The Central Bank of Nigeria (CBN) is preparing rules that will allow wireless carriers to transfer cash, softening a previous policy that protected the turf of banks in Africa’s most populous country, reports Bloomberg.
CBN may have realized it can’t rely on lenders alone to achieve its objective of extending services to the 50 million adults still without a bank account in the nation of about 200 million people.
Telecommunications firms, including South Africa’s MTN Group Ltd., are now interested in applying for licenses that will allow them, and even supermarket chains, to create units that can collect deposits and maintain savings accounts.
The regulator late last year released guidelines on how Payment Service Banks will operate to reverse a drop in access to affordable financial products. It had previously blocked network operators from getting licenses to move money for customers without using a bank. But, with 162 million active lines between the nation’s four wireless carriers, the regulator is opening up the field in a bid to more than double its financial inclusion rate to 80 percent by 2020.
“These guys are going to grab all the bottom-of-the-pyramid transactions,” said Bismarck Rewane, chief executive officer of Financial Derivatives Co., a risk advisory group based in Lagos. “This is a disruptor to the traditional way of doing things.”
Banks will still have some shelter from full-blown competition. The new policy won’t enable licensees to lend, pay interest or accept foreign-currency deposits, making those the preserve of financial institutions. It also requires that at least one quarter of access points be located in rural areas, which are currently under-served.
“I don’t think everyone will say, ‘this is the perfect document,”’ said Usoro Anthony Usoro, the general manager of mobile-financial services for MTN Nigeria, the market leader with 67 million mobile subscribers. “The important thing is that it’s a first step towards bringing all players in. We expect that the CBN will keep listening to customers, to potential participants in that space and will keep improving the policy.”
The Central Bank of Nigeria didn’t respond to requests for comment about the new policy or when the licenses will be granted.
Competition vs Collaboration
Banks aren’t standing still and are confident they can withstand the competition with their own digital offerings. FBN Holdings Plc’s First Bank of Nigeria is pushing ahead with its digital-banking roll-out, with more than 10,000 agents targeting the unbanked everywhere in the country, according to CEO Adesola Adeduntan
“As a bank, we can open accounts nationwide using digital financial services, invest the funds across a broad range of asset classes, and, most importantly, we can lend,” said Lagos-based Diamond Bank Plc’s head of corporate communications, Ezechinyere Anyanwu.
Without the ability to lend or pay interest on deposits, there might be little incentive for customers to keep their money outside the banking system, said Abayomi Odumosu, an independent mobile-money consultant based in Lagos.
“It pushes people to withdraw,” he said. “That increases the cost of handling cash and forces mobile operators to collaborate with banks.”
It will probably be a fine line between collaboration and competition between carriers and banks wanting to stand their ground with their own mobile offerings.
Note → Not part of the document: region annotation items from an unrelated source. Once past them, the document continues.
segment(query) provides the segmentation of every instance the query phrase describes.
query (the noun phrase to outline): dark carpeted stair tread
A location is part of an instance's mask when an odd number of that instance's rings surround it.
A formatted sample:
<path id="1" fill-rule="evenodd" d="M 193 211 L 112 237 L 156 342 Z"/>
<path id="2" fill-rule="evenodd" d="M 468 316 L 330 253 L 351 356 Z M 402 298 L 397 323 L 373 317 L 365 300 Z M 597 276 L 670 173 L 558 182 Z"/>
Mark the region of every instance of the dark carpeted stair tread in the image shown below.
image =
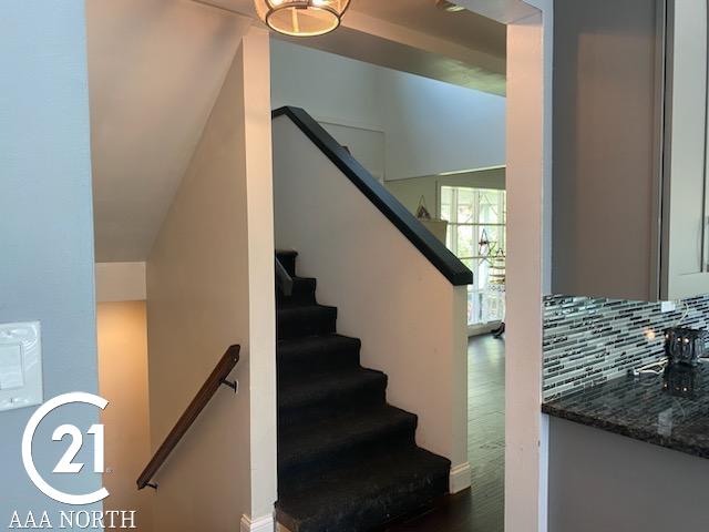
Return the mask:
<path id="1" fill-rule="evenodd" d="M 337 326 L 337 307 L 325 305 L 279 307 L 276 316 L 278 339 L 327 335 Z"/>
<path id="2" fill-rule="evenodd" d="M 298 424 L 278 434 L 278 474 L 297 473 L 316 464 L 331 464 L 347 454 L 362 456 L 380 442 L 413 444 L 418 418 L 389 405 L 363 409 L 346 416 Z"/>
<path id="3" fill-rule="evenodd" d="M 286 272 L 291 277 L 296 276 L 296 258 L 298 258 L 298 252 L 292 249 L 276 249 L 276 258 L 284 265 Z"/>
<path id="4" fill-rule="evenodd" d="M 281 290 L 276 289 L 277 305 L 279 307 L 317 305 L 315 298 L 315 290 L 317 289 L 317 286 L 318 282 L 312 277 L 294 277 L 292 293 L 290 296 L 285 296 Z"/>
<path id="5" fill-rule="evenodd" d="M 386 389 L 387 376 L 364 368 L 280 379 L 278 413 L 282 418 L 314 407 L 374 406 L 384 401 Z"/>
<path id="6" fill-rule="evenodd" d="M 276 290 L 278 494 L 291 532 L 366 532 L 448 493 L 451 463 L 415 444 L 418 418 L 387 405 L 387 376 L 360 367 L 361 342 L 336 334 L 298 254 L 276 252 L 294 278 Z"/>
<path id="7" fill-rule="evenodd" d="M 278 522 L 291 532 L 363 532 L 448 491 L 451 463 L 410 446 L 279 484 Z"/>
<path id="8" fill-rule="evenodd" d="M 276 345 L 278 372 L 281 377 L 321 372 L 328 369 L 359 367 L 362 342 L 341 335 L 308 336 L 280 340 Z"/>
Nigerian lenders are already facing uncertainties around what is shaping up to be a close presidential election in February, the risk of a currency devaluation, a surge in soured loans, and tepid economic growth.
Win-Win
The additional competition might stimulate innovation and interest in financial services, especially in far-flung areas shunned by banks, where people rely mainly on cash to transact. As these customers get used to transferring money using their phones, the payment service providers might act as recruitment agents for rural dwellers seeking broader banking services.
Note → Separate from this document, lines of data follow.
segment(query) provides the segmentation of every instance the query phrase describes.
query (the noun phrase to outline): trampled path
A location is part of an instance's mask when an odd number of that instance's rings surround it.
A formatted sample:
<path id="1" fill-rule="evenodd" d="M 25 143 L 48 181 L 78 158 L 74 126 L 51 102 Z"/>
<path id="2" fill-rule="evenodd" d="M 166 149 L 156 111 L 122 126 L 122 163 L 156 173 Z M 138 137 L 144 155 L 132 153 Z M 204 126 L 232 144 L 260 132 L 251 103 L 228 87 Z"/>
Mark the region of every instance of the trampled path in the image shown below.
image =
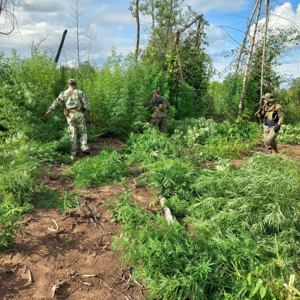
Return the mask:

“It’s a win-win for everybody,” said Segun Ogunsanya, CEO of New Delhi-based Bharti Airtel Ltd.’s Nigerian unit. “It’s a win for the banks, a win for the licensees, a win for the central bank, a win for the government and a win for the areas where people have been excluded from the economic activities of this country.”
Airtel Nigeria may apply through an affiliated entity rather than applying for a license directly, he said. Nigeria’s two other main wireless operators, 9mobile and Globacom, with a combined 59 million subscribers as of November, didn’t respond to requests for comment about potential plans to apply for a license.
As the adoption of mobile money helped grow financial inclusion across sub-Saharan Africa more than 8 percentage points to an average of 43 percent between 2014 and 2017, Nigeria’s rate dropped nearly 4 percentage points to 39 percent over the same period, according to World Bank data.
The lenders will need to be on their toes. “Banks will be forced to develop innovative banking services,” said Oluwole Babatope, a senior research analyst at International Data Corp., or risk losing accounts to mobile-phone providers, hurting their revenue.